No ‘Krapp’ about Hughie/Krapp’s Last Tape : Dennehy shines in the dark
As Eugene O’Neill explains in his 1925 play Lazarus Laughed, “Life is for each man a solitary cell whose walls are mirrors.” This applies to Erie Smith, a drunken, withering gambler in the renowned playwright’s 1942 one-act play Hughie. However, Erie’s mirrors don’t reflect his own image, but the recently deceased hotel clerk properly nicknamed Hughie. Both Erie and the audience discover that Hughie’s presence gave Erie an affirmation of his own existence and recognition for his own successes and failures. Erie struggles to cope with Hughie’s death, because it represents his own mortality. He attempts to replace his old friend with the new night clerk, coincidentally named Charles Hughes. He stumbles into the shabby hotel lobby and proceeds to reminisce, hoping that Charles will take interest. Similarily, in Samuell Beckett’s Krapp’s Last Tape, we are presented with a window into the life of an old man whose existence seems little more than thinking about his past. Krapp broods and reminisces about lost love and former passions. Together, these seemingly different plays pose those same questions of existence and impeccably combine.
The acclaimed Brian Dennehy returns to Goodman Theatre after multiple productions including O’Neill’s Pulitzer Prize-winning Long Day’s Journey Into Night. Dennehy gives stellar performances as both Eerie and Krapp, one a drunkard with a hearty laugh and the other an aged, deranged and regretful man. The role of Erie is less of a challenge, requiring Dennehy only to lay on some sleezy charm, show a hint of sadness and produce a slightly obnoxious laugh. For some actors, a difficult task; for Dennehy, it’s a warmup. We see the character progress from a place of loss to ultimate excitement when the new clerk, played by the brilliantly mopey Joe Grifasi, eventually expresses an interest in gambling. While perfecting Erie may not be a crowning acting achievement, especially for Dennehy—whose credits seem endless—perfecting Krapp is. His performance is nothing less than perfect. From the spine-chilling opening curtain to the equally cringe-worthy closing, Dennehy is Krapp, a still-breathing manifestation of sorrow, loneliness and regret.

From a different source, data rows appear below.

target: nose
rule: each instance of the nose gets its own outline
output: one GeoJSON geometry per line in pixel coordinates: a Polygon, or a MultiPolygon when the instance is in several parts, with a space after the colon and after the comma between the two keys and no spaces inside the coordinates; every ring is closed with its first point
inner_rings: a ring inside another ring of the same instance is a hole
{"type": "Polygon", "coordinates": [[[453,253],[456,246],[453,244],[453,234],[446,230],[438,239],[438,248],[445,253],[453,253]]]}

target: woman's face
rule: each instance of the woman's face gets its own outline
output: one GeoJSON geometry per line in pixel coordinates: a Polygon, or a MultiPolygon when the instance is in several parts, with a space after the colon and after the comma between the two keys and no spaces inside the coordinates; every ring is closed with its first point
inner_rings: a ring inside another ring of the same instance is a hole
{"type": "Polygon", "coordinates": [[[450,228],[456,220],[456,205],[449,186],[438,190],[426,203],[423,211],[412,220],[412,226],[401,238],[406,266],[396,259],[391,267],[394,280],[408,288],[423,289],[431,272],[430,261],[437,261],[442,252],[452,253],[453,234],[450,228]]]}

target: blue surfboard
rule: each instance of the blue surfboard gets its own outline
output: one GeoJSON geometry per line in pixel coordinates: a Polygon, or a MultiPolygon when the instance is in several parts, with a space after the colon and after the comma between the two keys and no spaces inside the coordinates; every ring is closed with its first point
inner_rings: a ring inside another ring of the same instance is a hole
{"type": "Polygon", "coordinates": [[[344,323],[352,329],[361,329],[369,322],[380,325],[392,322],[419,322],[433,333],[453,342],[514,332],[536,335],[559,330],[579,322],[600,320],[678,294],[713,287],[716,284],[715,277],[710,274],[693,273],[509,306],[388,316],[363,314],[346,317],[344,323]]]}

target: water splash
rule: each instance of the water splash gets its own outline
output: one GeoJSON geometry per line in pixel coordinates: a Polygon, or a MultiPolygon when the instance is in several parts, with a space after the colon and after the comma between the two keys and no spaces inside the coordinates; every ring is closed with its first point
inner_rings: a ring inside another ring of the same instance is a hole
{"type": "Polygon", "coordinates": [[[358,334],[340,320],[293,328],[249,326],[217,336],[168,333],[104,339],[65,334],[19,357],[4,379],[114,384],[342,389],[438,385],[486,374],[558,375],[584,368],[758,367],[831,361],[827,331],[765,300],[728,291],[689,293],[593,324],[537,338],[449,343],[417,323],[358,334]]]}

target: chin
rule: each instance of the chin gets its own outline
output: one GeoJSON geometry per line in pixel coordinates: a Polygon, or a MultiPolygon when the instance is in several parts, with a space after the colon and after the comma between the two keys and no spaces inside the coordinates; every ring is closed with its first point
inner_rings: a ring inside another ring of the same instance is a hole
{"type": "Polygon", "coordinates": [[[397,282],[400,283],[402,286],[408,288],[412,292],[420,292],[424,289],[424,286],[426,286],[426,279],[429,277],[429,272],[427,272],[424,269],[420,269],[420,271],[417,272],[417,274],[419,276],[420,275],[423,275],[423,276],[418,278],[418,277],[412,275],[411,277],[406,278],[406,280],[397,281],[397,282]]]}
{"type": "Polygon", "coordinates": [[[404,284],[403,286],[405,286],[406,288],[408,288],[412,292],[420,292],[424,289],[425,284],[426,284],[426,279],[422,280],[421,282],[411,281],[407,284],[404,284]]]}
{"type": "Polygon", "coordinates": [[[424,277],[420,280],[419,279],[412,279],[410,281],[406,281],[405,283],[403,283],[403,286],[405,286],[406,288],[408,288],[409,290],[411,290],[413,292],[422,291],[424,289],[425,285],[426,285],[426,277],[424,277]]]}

Krapp is on the verge of his 69th birthday, and as is his tradition, he listens to tapes he has made for every year of his life. This year he has chosen to examine his 39th birthday. With his disheveled hair and all-telling wrinkles, Krapp’s every movement, word and reaction to the recordings show the audience that the only validation for his existence comes from these dusty tapes. We experience with him the lost fire, the lost vigor and the chances he passed up. Krapp replays the resonating words that speak of a past love, “We lay there without moving. But under us all moved, and moved us, gently, up and down, and from side to side.” These words reveal a shattering expression of loss. The tape’s unrecognizable voice and the young Krapp elucidate how much he has changed. The entire performance is enhanced by the bleak set design; a dark room, a desk, a door, the recorder, and boxes of tapes. It almost leaves one to wonder what lurks in the pure black within the room—perhaps the lost lives of an aging man.

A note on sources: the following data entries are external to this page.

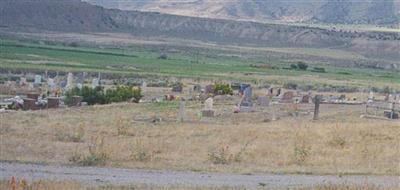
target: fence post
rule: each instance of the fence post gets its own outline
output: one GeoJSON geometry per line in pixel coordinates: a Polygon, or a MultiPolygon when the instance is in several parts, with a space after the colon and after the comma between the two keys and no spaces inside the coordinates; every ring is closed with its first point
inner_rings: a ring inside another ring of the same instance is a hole
{"type": "Polygon", "coordinates": [[[316,95],[314,98],[314,118],[313,120],[318,120],[318,116],[319,116],[319,104],[321,103],[321,95],[316,95]]]}

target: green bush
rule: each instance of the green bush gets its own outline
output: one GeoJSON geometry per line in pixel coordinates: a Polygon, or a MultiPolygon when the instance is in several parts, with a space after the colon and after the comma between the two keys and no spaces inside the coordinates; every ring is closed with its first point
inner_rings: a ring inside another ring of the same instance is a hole
{"type": "Polygon", "coordinates": [[[230,94],[233,95],[233,90],[229,84],[215,84],[214,86],[214,94],[225,95],[230,94]]]}
{"type": "Polygon", "coordinates": [[[124,102],[133,98],[138,103],[142,98],[140,88],[132,88],[131,86],[117,86],[116,89],[108,89],[106,91],[106,103],[124,102]]]}
{"type": "Polygon", "coordinates": [[[124,102],[133,99],[138,103],[143,97],[140,88],[133,88],[132,86],[117,86],[115,89],[108,89],[104,91],[103,87],[83,87],[82,89],[74,88],[65,93],[65,103],[69,104],[73,96],[81,96],[83,102],[88,105],[94,104],[109,104],[113,102],[124,102]]]}
{"type": "Polygon", "coordinates": [[[65,104],[69,105],[72,101],[73,96],[80,96],[82,97],[83,102],[87,102],[88,105],[94,104],[105,104],[106,99],[104,96],[104,88],[103,87],[96,87],[90,88],[87,86],[79,88],[73,88],[65,93],[65,104]]]}

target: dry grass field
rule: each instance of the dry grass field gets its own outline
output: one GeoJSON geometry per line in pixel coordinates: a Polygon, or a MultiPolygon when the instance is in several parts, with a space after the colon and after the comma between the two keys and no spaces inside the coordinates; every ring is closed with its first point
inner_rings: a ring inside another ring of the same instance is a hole
{"type": "MultiPolygon", "coordinates": [[[[0,188],[4,190],[14,190],[11,181],[1,181],[0,188]]],[[[244,188],[232,188],[232,187],[215,187],[215,188],[204,188],[204,187],[190,187],[190,186],[169,186],[169,187],[158,187],[151,185],[135,185],[135,186],[103,186],[103,187],[88,187],[83,184],[75,182],[52,182],[52,181],[37,181],[32,183],[25,183],[22,185],[14,185],[17,188],[25,189],[40,189],[40,190],[230,190],[230,189],[244,189],[244,188]]],[[[265,189],[260,187],[259,189],[265,189]]],[[[314,188],[307,188],[307,190],[378,190],[380,188],[362,185],[321,185],[314,188]]],[[[293,188],[293,190],[306,190],[305,188],[293,188]]],[[[387,189],[390,190],[390,189],[387,189]]]]}
{"type": "Polygon", "coordinates": [[[398,121],[360,118],[359,105],[324,104],[318,121],[312,121],[307,104],[234,114],[234,102],[215,99],[217,116],[211,119],[200,117],[201,102],[187,102],[184,122],[176,121],[178,102],[0,114],[0,160],[230,173],[400,174],[398,121]],[[271,121],[272,112],[280,119],[271,121]]]}

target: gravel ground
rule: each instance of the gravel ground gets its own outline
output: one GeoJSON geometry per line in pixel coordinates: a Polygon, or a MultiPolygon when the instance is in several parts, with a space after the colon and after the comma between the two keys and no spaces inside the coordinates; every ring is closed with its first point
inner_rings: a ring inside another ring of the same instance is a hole
{"type": "Polygon", "coordinates": [[[0,162],[0,180],[11,176],[28,181],[76,181],[89,185],[154,185],[185,187],[246,187],[271,188],[311,187],[318,184],[372,184],[400,188],[399,176],[333,176],[333,175],[275,175],[225,174],[177,171],[151,171],[98,167],[68,167],[0,162]]]}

Goodman artistic director Robert Falls directs Hughie with precision. It is obvious that Falls, Grifasi and Dennehy were very much a part of the artistic process because there is definitely room for slight character fluctuations, but the overall production is sharp. The same goes for award-winning Canadian director Jennifer Tarver with Krapp’s Last Tape. In particular, the prolonged silence at the beginning of the short play, followed by Krapp’s encounters with a banana, provides the sort of uneasy laughter that keeps the audience waiting for what is to come.
As it is making its way to Broadway, there is not much time to see it at its birthplace, where the images of the Owen stage will haunt and torment for weeks, months, even years to come. These dark numbers coincide for an enriching theater experience, one that may inspire change or evoke regret. Either way it is worth a ticket. If anything regrettable about Hughie/”Krapp’s Last Tape, it’s missing the chance to see it before it’s on the broadway stage.